La vita agiata, tranquilla, con poche difficoltà, le ha probabilmente lasciate assopirsi, in qualche angolino remoto, in attesa di poter ritornare ad essere le armi vincenti per sostenere il nostro impegno e la nostra motivazione.
E lo posso affermare con cognizione di causa visto che, da architetto sedentario, in pochi anni, (pur senza trasformarmi in una novella Lara Croft), sono diventata un’atleta di endurance, in grado di colmare il proprio gap atletico con una grande motivazione, talmente incisiva da portarmi a tagliare il traguardo di oltre una dozzina di mezzi Ironman, quattro lunghe distanze, svariate maratone e a continuare con l’ultracycling.

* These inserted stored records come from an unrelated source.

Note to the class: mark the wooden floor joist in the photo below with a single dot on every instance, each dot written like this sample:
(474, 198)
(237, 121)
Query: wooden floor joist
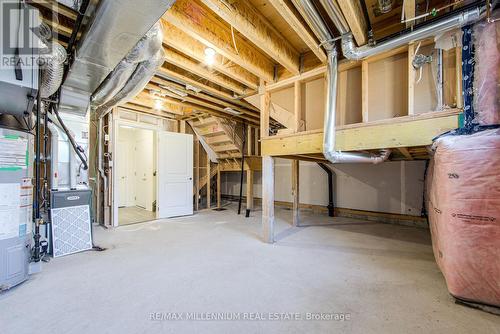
(201, 24)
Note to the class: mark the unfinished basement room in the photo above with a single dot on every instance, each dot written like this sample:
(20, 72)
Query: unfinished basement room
(250, 166)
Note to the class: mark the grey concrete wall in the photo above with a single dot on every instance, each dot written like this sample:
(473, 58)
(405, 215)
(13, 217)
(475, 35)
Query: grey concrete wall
(392, 187)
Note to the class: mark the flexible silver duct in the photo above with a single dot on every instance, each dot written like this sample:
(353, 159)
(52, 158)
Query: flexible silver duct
(351, 51)
(136, 83)
(142, 51)
(52, 64)
(311, 15)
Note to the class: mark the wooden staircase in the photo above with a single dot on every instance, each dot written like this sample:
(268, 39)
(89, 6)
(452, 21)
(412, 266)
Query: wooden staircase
(225, 139)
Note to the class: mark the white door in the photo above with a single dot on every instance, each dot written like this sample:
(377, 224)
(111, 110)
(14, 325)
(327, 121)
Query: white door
(175, 174)
(122, 166)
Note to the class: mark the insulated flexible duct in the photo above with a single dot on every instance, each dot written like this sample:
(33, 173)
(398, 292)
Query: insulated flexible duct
(116, 80)
(136, 83)
(310, 13)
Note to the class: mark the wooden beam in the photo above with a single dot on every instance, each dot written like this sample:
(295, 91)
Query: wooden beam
(364, 91)
(290, 15)
(193, 103)
(238, 105)
(201, 24)
(55, 7)
(295, 192)
(458, 75)
(355, 18)
(409, 8)
(219, 190)
(250, 23)
(249, 171)
(209, 186)
(411, 80)
(304, 77)
(404, 151)
(180, 41)
(268, 198)
(408, 131)
(197, 172)
(249, 189)
(265, 108)
(189, 65)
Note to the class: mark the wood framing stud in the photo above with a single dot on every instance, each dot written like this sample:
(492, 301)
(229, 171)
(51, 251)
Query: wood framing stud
(353, 14)
(250, 201)
(295, 192)
(265, 108)
(219, 190)
(297, 105)
(268, 199)
(411, 80)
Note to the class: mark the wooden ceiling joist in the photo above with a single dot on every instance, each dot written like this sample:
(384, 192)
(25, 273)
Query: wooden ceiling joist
(201, 24)
(200, 95)
(289, 14)
(180, 41)
(193, 102)
(355, 18)
(218, 93)
(187, 64)
(250, 23)
(137, 108)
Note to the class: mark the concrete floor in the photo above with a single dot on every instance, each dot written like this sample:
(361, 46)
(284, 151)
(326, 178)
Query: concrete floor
(133, 215)
(383, 276)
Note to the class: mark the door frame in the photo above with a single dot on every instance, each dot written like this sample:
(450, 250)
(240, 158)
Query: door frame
(117, 122)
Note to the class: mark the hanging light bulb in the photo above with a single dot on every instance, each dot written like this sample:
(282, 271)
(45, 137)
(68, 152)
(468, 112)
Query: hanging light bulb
(209, 56)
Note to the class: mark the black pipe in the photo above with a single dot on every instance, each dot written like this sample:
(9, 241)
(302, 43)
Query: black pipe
(36, 199)
(242, 166)
(331, 205)
(45, 154)
(78, 149)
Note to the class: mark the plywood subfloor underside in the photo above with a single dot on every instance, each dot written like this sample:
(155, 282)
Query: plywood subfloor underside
(385, 276)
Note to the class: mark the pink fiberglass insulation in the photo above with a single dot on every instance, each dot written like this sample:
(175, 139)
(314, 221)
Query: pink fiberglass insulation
(463, 200)
(487, 72)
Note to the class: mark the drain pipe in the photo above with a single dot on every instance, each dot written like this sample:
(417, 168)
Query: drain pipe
(331, 174)
(306, 8)
(54, 159)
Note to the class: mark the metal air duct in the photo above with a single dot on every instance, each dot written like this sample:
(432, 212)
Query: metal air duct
(351, 51)
(311, 15)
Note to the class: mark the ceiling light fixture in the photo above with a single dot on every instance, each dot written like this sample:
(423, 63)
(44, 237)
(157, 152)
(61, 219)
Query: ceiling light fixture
(209, 56)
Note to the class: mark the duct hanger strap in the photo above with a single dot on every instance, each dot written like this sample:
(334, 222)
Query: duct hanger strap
(329, 41)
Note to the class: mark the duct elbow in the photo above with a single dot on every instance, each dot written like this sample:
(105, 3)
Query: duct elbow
(349, 48)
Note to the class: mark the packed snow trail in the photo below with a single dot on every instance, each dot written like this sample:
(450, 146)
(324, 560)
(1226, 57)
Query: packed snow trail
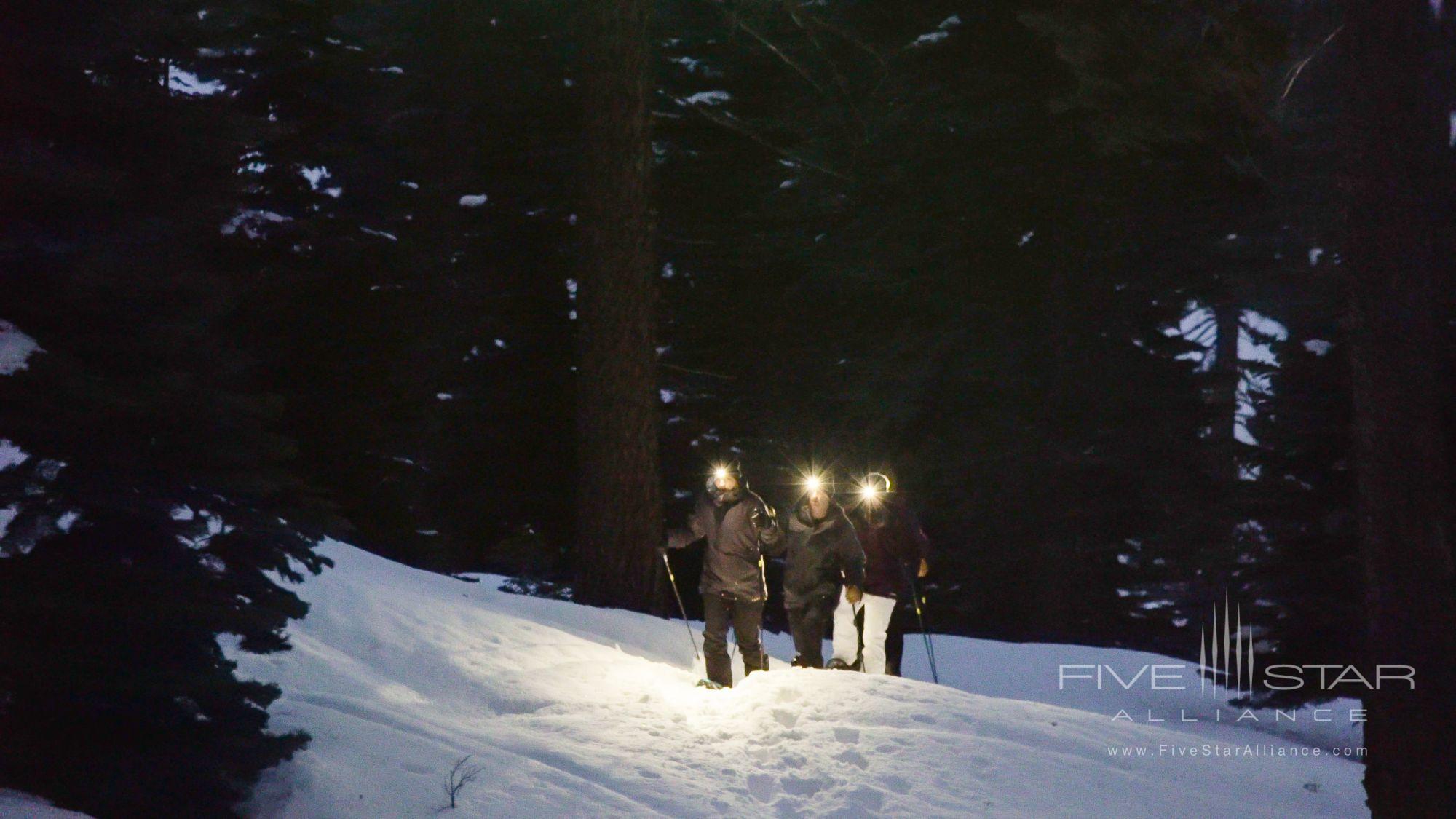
(579, 711)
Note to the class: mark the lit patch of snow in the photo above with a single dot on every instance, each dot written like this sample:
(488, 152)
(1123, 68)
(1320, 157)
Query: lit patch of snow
(66, 521)
(17, 804)
(708, 98)
(253, 222)
(8, 513)
(191, 85)
(15, 350)
(930, 39)
(11, 455)
(253, 162)
(317, 177)
(697, 66)
(583, 711)
(1259, 324)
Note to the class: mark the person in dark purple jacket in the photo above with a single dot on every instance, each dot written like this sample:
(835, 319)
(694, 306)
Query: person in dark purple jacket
(896, 548)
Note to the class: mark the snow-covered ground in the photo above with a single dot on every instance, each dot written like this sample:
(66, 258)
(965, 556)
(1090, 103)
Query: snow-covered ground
(15, 804)
(577, 711)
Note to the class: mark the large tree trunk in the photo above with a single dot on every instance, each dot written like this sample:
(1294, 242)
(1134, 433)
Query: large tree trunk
(1394, 139)
(620, 506)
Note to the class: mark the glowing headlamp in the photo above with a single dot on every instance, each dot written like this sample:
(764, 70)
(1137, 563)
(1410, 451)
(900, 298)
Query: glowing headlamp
(873, 487)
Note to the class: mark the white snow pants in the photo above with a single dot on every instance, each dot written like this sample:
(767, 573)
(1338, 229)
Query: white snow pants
(877, 621)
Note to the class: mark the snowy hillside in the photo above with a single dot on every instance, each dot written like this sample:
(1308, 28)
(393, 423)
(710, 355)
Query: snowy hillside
(579, 711)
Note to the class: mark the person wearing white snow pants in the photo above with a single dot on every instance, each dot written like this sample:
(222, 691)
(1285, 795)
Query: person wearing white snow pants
(896, 550)
(877, 621)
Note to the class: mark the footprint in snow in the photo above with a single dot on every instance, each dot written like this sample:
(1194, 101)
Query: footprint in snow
(867, 797)
(804, 786)
(898, 784)
(762, 786)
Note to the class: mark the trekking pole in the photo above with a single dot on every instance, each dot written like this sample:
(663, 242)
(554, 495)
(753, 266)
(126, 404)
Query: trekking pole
(688, 625)
(919, 614)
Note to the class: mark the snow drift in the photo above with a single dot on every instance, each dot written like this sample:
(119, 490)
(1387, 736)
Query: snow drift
(582, 711)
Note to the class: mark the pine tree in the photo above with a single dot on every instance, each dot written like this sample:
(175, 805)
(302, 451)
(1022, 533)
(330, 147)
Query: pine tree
(158, 506)
(618, 494)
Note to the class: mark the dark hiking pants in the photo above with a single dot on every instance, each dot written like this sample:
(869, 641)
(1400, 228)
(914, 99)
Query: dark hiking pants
(807, 624)
(746, 618)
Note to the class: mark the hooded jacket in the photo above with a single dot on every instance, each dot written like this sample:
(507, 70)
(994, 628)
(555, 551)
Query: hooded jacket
(895, 545)
(820, 555)
(732, 566)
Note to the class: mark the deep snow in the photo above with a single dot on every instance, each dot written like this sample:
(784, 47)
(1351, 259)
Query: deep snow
(580, 711)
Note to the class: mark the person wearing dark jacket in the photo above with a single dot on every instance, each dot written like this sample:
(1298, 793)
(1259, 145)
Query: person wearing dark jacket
(895, 547)
(822, 554)
(739, 529)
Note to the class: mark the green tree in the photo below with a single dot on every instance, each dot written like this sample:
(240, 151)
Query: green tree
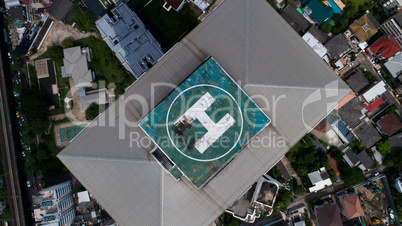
(326, 27)
(383, 147)
(92, 111)
(16, 66)
(39, 126)
(6, 215)
(335, 153)
(67, 43)
(351, 175)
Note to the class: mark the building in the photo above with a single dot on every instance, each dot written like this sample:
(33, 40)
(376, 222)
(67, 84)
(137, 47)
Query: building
(365, 161)
(385, 47)
(294, 16)
(47, 80)
(257, 201)
(393, 28)
(351, 207)
(54, 205)
(133, 173)
(375, 92)
(320, 179)
(127, 37)
(59, 9)
(316, 45)
(350, 157)
(390, 124)
(328, 214)
(398, 184)
(337, 46)
(352, 112)
(390, 6)
(319, 12)
(365, 27)
(367, 134)
(394, 65)
(357, 81)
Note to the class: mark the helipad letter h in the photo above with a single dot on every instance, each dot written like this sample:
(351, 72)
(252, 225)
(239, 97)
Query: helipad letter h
(215, 130)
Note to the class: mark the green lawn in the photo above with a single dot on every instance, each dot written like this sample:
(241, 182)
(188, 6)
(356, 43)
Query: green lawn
(106, 65)
(167, 26)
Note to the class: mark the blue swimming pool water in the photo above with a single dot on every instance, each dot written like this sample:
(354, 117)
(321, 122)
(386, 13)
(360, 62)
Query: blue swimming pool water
(335, 7)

Quali strumenti ero riuscita sfoderare, quali strategie mentali avevo adottato in maniera talmente efficace da riuscire a raggiungere traguardi così ambiziosi? Per rispondere a queste domande e per approfondire le tematiche mentali, da cui ero affascinata, mi sono avvicinata al mondo del coaching.
Ho così scoperto che, una delle leve motivazionali più incisiva è stata quella di coinvolgere ed utilizzare le emozioni.
Le emozioni hanno un enorme potere attivante, ci spingono verso qualcosa, fornendoci la possibilità di ottenere risultati strabilianti. Quando da assoluta profana ho assistito all’Ironman di Nizza, sono stata folgorata da un tumulto di emozioni: entusiasmo, felicità, meraviglia, che hanno innescato in me la voglia di intraprendere un lungo e intenso viaggio per riuscire a tagliare quello stesso traguardo.
Le emozioni vissute quel giorno, le ho richiamate alla mente, più e più volte, e soprattutto nei momenti in cui la mia motivazione vacillava. Vuoi perché la data era lontana, perché vittima di qualche infortunio, oppure perché nei mesi invernali risultava più difficile allenarsi.
Quando mi accorgevo che il mio viaggio si stava trasformando in un’ulteriore fonte di stress, in qualcosa di gravoso, richiamavo alla memoria ciò che avevo provato e così facendo ritornavo ad entusiasmarmi.
Un’altra passaggio chiave, strettamente correlato all’utilizzo delle emozioni, è stato l’utilizzo delle tecniche di visualizzazione.
Quel giorno, infatti, non ho solo assistito come spettatrice ad una gara, ma mi sono proiettata in quell’immagine. Mi sono vista tagliare quel traguardo e ho scattato, mentalmente, una fotografia, ricca di particolari, colori, sensazioni, che ho sempre tenuto a portata di mano. Una foto che mi ritraeva vincente, felice e soddisfatta per aver raggiunto l’obiettivo prefissato. Ciò è stato determinante perché, come poi ho scoperto, la mente non è in grado di distinguere ciò che è reale da ciò che è immaginario.
Vedermi su quel tappeto rosso, sulla finish line, ha favorito la fiducia in me stessa e nelle mie capacità, spingendomi a dare il massimo, sia a livello di impegno che di mezzi per riuscire a coronare il mio sogno.
Entrambe le strategie sono entrate di diritto nel mio bagaglio esperienziale, nello sport ma soprattutto nella vita di tutti i giorni, e ogni qual volta il mio entusiasmo tende a calare la mia memoria torna a quel 24 giugno 2012, a Nizza, a quelle emozioni talmente travolgenti dal convincermi che avrei potuto utilizzare lo sport come strumento di rinascita, di crescita interiore ma soprattutto per riemergere da un brutto periodo di depressione.